This issue of Convivium sketches the path that our common law has carved from a muddy field at Runnymede, England, 800 years ago to the Canadian Charter jurisprudence of today.
Unlike many magazines, we at Convivium tend to shy away from "themed" issues for reasons of simple conviviality: If you're not interested in the theme, you're not included in the conversation. Yet the signing of the Magna Carta, like the coming into being of our own Charter, was such a turning point of history that we felt it necessary to modify our ways. Whatever else the enduring significance of the Great Charter, it affirmed in writing the primacy of the principle that no one, not even the king, is above the law.
The anniversary of that event is such that to mark it, copies of the Magna Carta, on loan, are being toured across Canada, and will be displayed in Ottawa, Toronto, Winnipeg and Edmonton as of June 12. (See www.magnacartacanada.ca/magnacartacanada for more information).
It is something we feel should engage Canadians given that in1982, 767 years after the Magna Carta, our own Charter of Rights and Freedoms was made the supreme law of this country in the process of repatriating the constitution. The proclamation of our Charter legally subordinated the Canadian Parliament to the courts, ultimately to the judgment of nine justices of the Supreme Court of Canada. We became, as the saying goes, a constitutional rather than a parliamentary democracy.
Whether that is a good thing or a bad thing, it is has transformed Canada in ways even the Charter's architects would have been hard pressed to imagine. And for all that it has set right, it has also created confusion as the courts set about re-shaping our society in response to legal arguments rather than democratic votes.
At the entrance to the House of Commons, there is a bar beyond which only elected MPs and officers of the House may pass. That bar has been superseded by hired barristers pleading before appointed judges. As a consequence, the shaping power of law on Canadian society has become so complex that even our most incisive minds can become befogged by it.
In his Sea-to-Sea column, for example, Father Raymond J. de Souza takes on two decisions from the Supreme Court dealing with religious freedom. The Loyola case involved a private Catholic school in Montreal. The Saguenay case centred on prayer before a municipal council meeting. By the time Convivium's editor-in-chief is finished discussing them in his column, both are shrouded in mists of misunderstanding.
Befitting someone who gives sermons to captive audiences on a weekly basis, our editor uses an expanse of words to make the point that he disagrees with both decisions. More, he makes the rather pointed point that he disagrees with me when I argue that, on balance and taken together, the decisions were positive for religious freedom and faith in Canada's common life.
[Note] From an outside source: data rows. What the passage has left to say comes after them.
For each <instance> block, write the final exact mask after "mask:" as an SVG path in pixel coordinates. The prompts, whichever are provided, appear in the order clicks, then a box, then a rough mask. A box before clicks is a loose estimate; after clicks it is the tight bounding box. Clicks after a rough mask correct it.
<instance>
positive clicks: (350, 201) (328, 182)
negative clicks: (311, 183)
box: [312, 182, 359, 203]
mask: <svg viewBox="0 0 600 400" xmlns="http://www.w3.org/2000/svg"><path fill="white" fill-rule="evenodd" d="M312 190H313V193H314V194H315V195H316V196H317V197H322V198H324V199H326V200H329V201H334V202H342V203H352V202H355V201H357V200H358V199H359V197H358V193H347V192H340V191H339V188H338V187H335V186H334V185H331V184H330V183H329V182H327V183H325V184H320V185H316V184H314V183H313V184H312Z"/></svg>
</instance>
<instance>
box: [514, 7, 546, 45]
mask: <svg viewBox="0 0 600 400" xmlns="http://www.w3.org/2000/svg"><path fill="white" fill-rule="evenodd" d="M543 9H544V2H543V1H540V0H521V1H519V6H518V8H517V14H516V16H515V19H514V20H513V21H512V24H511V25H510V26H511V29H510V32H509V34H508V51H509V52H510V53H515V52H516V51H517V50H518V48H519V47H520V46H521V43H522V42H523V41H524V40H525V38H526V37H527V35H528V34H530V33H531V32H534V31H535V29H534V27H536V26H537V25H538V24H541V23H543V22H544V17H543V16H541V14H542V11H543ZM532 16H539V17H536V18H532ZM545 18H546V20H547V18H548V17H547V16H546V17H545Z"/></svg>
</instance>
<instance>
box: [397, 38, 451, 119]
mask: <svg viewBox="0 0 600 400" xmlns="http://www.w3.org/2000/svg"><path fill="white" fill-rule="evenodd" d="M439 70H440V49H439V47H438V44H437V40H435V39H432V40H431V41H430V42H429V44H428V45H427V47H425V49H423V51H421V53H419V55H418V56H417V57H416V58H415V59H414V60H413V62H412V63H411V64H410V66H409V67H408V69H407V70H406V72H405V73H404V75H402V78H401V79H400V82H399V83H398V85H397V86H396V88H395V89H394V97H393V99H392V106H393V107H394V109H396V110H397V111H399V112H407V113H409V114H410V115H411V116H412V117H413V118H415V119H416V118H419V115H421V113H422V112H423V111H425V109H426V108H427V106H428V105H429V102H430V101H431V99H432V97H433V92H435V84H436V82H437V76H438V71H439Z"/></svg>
Beneath our convivial disagreement, however, there is a deeper question to be distilled. It is the question that was at the heart of both Loyola and Saguenay. It is the necessity of State neutrality toward religion in order to ensure our freedom of religion.
As former Loyola High School principal Paul Donovan puts it so well in The Conversation this issue, taken together the two cases affirm that the very principle preventing the State from imposing nonreligion on religious institutions or individuals also prohibits the State from imposing religious belief on the non-religious. Under the rule of law that has evolved from the Magna Carta, the State cannot dictate how, when and to whom free and democratic people must bow.
An illustration helpful by its surface outlandishness shows why. In authoritarian Spain, General Franco had a picture of the Pope on his wall. During the Spanish Civil War, because he required German assistance to fight off Stalinist revolutionaries, the picture of the Pope came down. A picture of Hitler went up. It remained up throughout the Second World War because Franco, though a devout Catholic who hated Hitler, needed Germany to respect Spain's refusal to enter the war. After the Second World War, Hitler's picture came down. The Pope went back up.
Spain's "neutrality" required the expediency to which the State, absent the rule of law, necessarily bows. Obedience alters to fit time and circumstance. But neither prayer nor the rule of law can follow the path of such expediency. As the evolution of the Magna Carta from the mud of Runnymede 800 years ago makes evident, the rule of law bears with it the steadying weight of history. Prayer, of course, goes even further, and points us to eternity.